Construct any solid with identical plane shapes and the resulting solid must be a fair die? Take a bunch of identical shapes and stick them together to form a convex 3-d solid. Of course, this won't be possible for most shapes. But when it is possible, one should always get a fair die. All platonic solids are examples of this, so are two tetrahedrons pasted together along a face. So is a Tetratoid where the faces are not even regular polygons. This result seems to make intuitive sense. But is it possible to prove it beyond doubt?
 A: This statement is not true.
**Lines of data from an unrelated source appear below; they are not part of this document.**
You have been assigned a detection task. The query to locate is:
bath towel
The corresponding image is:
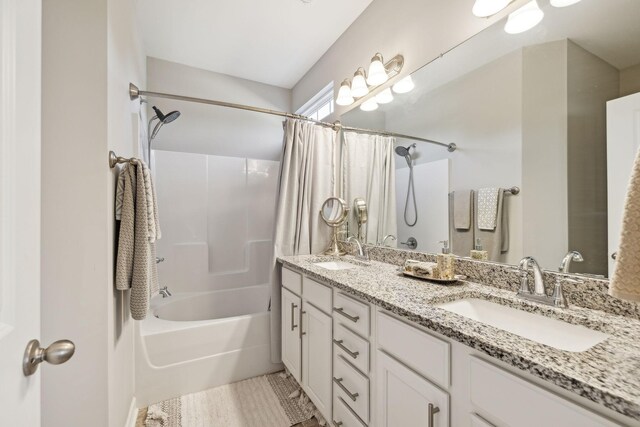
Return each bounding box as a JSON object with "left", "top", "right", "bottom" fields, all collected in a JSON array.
[
  {"left": 115, "top": 160, "right": 159, "bottom": 320},
  {"left": 609, "top": 151, "right": 640, "bottom": 302},
  {"left": 471, "top": 188, "right": 509, "bottom": 261},
  {"left": 476, "top": 188, "right": 501, "bottom": 231},
  {"left": 449, "top": 190, "right": 475, "bottom": 256}
]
At least, there are shapes for which it no longer makes "intuitive sense" that they would be fair dice, though rigorously proving unfairness would require a more formal specification of what it means to roll a die.
As an example, consider the snub disphenoid:

The general issue here is that intuitive "fairness" comes from a polyhedron being face-transitive, or isohedral, so that we cannot distinguish any two faces from one another. Thus, if spun with enough random noise that any orientation of the shape is equally likely, we shouldn't expect any one face to be favored over another, since we can't even write down a property possessed by one face and not another without making reference to a fixed orientation or location on the solid.
But "having all congruent faces", or being monohedral, is not in general enough to guarantee face-transitivity; one can find other counterexamples among the non-uniform convex deltahedra, like the triaugmented triangular prism and the gyroelongated square bipyramid. I believe these are the only counterexamples with regular polygons as faces, but using non-regular faces we can find examples like the pseudo-deltoidal icositetrahedron, the rhombic icosahedron, and the Belinski dodecahedron.